Blood glucose level (BGL) is routinely assessed by paramedics in the out-of-hospital setting. Most commonly, BGL is measured using a blood sample of capillary origin analyzed by a hand-held, point-of-care glucometer. In some clinical circumstances, the capillary sample may be replaced by blood of venous origin. Given most point-of-care glucometers are engineered to analyze capillary blood samples, the use of venous blood instead of capillary may lead to inaccurate or misleading measurements.
Hypothesis/Problem:
The aim of this prospective study was to compare mean difference in BGL between venous and capillary blood from healthy volunteers when measured using a capillary-based, hand-held, point-of-care glucometer.
Methods:
Using a prospective observational comparison design, 36 healthy participants provided paired samples of blood, one venous and the other capillary, taken near simultaneously. The BGL values were similar between the two groups. The capillary group had a range of 4.3mmol/l, with the lowest value being 4.4mmol/l and 8.7mmol/l the highest. The venous group had a range of 2.7mmol/l, with the lowest value being 4.1mmol/l and 7.0mmol/l the highest.

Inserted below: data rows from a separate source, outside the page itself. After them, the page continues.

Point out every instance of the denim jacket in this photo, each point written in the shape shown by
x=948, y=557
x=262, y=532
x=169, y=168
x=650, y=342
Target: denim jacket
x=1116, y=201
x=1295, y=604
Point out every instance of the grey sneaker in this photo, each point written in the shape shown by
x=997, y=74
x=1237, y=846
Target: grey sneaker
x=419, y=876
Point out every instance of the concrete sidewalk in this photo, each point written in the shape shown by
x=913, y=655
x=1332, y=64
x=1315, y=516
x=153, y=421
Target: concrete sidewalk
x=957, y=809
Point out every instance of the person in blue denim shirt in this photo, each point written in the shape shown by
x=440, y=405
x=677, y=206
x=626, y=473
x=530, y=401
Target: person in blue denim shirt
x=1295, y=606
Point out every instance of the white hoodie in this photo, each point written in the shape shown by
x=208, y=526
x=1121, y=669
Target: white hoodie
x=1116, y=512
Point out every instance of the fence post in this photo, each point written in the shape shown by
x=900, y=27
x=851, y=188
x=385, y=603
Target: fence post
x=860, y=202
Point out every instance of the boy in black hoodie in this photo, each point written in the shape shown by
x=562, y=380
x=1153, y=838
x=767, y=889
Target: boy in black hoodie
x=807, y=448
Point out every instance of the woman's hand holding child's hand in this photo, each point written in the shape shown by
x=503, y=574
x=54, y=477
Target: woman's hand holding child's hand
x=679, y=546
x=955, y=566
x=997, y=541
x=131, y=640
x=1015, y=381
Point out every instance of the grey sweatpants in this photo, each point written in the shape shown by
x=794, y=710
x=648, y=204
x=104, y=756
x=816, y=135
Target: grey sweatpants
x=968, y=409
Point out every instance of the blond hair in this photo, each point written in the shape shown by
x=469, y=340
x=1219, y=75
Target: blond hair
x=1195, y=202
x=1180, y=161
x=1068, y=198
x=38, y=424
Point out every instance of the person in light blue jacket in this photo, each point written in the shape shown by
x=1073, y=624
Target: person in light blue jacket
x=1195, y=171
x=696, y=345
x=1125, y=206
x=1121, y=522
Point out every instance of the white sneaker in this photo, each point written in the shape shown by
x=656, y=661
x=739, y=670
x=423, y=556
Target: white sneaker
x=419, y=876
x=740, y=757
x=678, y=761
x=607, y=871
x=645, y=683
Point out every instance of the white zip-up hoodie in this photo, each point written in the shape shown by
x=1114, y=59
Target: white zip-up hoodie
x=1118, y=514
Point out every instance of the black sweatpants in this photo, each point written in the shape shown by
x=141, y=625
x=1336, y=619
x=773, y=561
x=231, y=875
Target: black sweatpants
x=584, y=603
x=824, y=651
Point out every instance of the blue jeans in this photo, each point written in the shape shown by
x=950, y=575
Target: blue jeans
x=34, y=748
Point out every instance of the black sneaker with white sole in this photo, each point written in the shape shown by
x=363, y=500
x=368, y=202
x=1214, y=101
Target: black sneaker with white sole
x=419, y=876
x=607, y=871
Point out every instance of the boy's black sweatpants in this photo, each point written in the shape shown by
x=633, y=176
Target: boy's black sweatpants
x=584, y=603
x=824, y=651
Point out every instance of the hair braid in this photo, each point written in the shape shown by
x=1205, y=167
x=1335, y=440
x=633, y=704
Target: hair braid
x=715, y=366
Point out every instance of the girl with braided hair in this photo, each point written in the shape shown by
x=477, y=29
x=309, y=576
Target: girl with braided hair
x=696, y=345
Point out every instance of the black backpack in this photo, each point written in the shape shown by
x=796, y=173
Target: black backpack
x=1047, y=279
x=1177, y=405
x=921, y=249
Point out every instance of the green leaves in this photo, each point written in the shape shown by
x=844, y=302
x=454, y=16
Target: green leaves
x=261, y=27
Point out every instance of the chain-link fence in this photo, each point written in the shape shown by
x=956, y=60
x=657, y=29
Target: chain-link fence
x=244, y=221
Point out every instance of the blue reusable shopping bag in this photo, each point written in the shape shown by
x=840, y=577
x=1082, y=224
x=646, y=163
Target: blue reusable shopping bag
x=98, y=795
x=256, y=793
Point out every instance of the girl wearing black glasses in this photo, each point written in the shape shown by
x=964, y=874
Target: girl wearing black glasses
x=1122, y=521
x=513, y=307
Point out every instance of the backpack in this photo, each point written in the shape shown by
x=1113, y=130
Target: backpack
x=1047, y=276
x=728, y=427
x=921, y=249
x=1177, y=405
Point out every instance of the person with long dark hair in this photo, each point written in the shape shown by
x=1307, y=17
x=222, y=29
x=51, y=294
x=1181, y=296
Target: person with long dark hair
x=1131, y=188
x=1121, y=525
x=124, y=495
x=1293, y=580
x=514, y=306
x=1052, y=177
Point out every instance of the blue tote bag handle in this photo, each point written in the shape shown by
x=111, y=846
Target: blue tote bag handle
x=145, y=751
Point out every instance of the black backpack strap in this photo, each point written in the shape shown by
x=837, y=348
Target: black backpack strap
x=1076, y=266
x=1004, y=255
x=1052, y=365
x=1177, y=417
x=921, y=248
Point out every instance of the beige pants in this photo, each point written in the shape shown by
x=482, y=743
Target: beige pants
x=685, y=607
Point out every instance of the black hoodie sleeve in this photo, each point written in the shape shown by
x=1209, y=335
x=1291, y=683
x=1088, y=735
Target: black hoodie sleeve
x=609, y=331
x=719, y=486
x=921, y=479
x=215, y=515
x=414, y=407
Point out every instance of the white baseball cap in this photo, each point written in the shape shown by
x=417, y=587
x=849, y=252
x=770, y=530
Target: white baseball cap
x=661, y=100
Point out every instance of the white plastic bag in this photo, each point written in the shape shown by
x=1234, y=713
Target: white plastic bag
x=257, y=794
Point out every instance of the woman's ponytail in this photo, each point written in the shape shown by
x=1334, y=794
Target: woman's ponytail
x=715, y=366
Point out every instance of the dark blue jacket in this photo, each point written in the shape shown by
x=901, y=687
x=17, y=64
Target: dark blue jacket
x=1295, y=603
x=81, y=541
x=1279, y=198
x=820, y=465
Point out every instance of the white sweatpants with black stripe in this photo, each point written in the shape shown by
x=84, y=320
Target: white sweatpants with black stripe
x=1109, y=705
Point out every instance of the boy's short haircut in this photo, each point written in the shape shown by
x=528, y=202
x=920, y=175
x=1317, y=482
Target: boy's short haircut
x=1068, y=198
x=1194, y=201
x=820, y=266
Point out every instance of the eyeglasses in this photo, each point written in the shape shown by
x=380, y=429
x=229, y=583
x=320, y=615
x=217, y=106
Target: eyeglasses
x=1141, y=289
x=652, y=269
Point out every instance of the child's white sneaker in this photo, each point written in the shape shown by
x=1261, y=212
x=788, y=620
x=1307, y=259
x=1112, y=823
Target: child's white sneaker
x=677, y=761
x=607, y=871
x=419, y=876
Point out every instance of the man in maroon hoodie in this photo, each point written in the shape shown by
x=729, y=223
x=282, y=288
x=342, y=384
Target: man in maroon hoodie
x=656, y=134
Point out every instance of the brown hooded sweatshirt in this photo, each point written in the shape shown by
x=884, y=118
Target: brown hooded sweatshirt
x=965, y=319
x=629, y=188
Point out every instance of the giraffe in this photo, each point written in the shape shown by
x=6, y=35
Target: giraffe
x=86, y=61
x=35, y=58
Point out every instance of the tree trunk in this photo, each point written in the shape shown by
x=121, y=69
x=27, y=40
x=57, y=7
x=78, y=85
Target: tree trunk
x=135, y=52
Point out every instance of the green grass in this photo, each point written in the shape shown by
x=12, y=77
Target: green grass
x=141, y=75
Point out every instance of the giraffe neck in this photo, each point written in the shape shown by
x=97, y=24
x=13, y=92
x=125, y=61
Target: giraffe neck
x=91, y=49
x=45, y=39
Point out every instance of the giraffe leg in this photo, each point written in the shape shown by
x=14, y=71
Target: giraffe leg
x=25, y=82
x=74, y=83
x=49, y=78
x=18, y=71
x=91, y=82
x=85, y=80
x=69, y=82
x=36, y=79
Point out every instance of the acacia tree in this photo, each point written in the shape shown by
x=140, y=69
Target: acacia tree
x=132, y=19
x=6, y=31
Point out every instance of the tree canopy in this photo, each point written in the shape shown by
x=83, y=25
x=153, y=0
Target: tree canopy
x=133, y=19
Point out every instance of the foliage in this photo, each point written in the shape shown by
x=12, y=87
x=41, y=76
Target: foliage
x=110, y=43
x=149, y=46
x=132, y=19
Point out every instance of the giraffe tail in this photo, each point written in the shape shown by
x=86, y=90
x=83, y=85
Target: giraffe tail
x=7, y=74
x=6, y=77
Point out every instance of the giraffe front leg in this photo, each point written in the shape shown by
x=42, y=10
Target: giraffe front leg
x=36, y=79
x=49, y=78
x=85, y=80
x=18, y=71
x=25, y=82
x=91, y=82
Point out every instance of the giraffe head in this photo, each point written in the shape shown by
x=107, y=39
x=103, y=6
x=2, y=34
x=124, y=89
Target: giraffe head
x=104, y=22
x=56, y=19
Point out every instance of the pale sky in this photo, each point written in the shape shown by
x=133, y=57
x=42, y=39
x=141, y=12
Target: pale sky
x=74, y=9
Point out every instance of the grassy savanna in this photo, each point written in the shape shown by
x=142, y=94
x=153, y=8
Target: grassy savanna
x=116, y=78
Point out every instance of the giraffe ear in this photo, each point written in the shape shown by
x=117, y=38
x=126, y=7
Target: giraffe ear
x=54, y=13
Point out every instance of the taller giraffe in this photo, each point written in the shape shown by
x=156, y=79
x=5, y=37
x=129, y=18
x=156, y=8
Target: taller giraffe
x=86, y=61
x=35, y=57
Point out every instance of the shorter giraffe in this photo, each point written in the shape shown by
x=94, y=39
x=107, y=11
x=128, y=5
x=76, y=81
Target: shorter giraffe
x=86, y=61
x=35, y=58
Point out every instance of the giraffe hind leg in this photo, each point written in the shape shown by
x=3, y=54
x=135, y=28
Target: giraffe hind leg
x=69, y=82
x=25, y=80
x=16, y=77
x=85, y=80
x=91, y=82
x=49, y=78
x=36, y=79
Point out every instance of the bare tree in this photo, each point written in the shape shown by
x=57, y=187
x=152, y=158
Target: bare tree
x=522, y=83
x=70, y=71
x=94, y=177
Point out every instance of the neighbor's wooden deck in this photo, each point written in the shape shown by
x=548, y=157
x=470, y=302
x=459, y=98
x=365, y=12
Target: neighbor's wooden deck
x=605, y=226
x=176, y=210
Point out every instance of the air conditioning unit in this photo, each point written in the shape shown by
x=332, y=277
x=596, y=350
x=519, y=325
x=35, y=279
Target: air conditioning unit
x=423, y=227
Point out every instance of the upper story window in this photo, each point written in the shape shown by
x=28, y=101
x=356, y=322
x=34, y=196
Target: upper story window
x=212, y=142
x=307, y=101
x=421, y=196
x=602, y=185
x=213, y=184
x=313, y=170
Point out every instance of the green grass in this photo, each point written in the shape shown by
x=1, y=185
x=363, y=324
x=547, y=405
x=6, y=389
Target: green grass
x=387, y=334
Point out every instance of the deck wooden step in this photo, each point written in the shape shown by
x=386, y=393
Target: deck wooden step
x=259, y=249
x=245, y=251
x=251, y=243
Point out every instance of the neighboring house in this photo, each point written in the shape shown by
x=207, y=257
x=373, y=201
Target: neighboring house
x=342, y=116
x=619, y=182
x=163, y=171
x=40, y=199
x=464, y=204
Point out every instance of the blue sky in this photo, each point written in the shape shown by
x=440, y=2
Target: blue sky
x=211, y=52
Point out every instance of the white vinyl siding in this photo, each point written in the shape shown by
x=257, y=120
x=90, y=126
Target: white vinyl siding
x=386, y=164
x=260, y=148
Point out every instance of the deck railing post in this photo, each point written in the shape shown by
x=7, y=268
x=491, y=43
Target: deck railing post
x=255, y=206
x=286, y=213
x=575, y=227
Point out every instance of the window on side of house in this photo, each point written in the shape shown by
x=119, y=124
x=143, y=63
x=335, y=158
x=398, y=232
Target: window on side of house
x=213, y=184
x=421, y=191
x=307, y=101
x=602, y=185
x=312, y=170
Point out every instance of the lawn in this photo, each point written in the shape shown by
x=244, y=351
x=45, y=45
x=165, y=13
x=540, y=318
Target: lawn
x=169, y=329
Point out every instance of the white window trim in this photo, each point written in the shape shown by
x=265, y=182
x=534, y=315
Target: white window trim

For the primary research question, the mean BGL for the venous sample group was 5.3mmol/l (SD = 0.6), compared to 5.6mmol/l (SD = 0.8) for the capillary group. This represented a statistically significant difference of 0.3mmol/l (P = .04), but it did not reach the a priori established point of clinical significance (1.0mmol/l). Pearson’s correlation coefficient for capillary versus venous indicated moderate correlation (r = 0.42).
Conclusion:
In healthy, non-fasted people in a non-clinical setting, a statistically significant, but not clinically significant, difference was found between venous- and capillary-derived BGL when measured using a point-of-care, capillary-based glucometer. Correlation between the two was moderate. In this context, using venous samples in a capillary-based glucometer is reasonable providing the venous sample can be gathered without exposure of the clinician to risk of needle-stick injury. In clinical settings where physiological derangement or acute illness is present, capillary sampling would remain the optimal approach.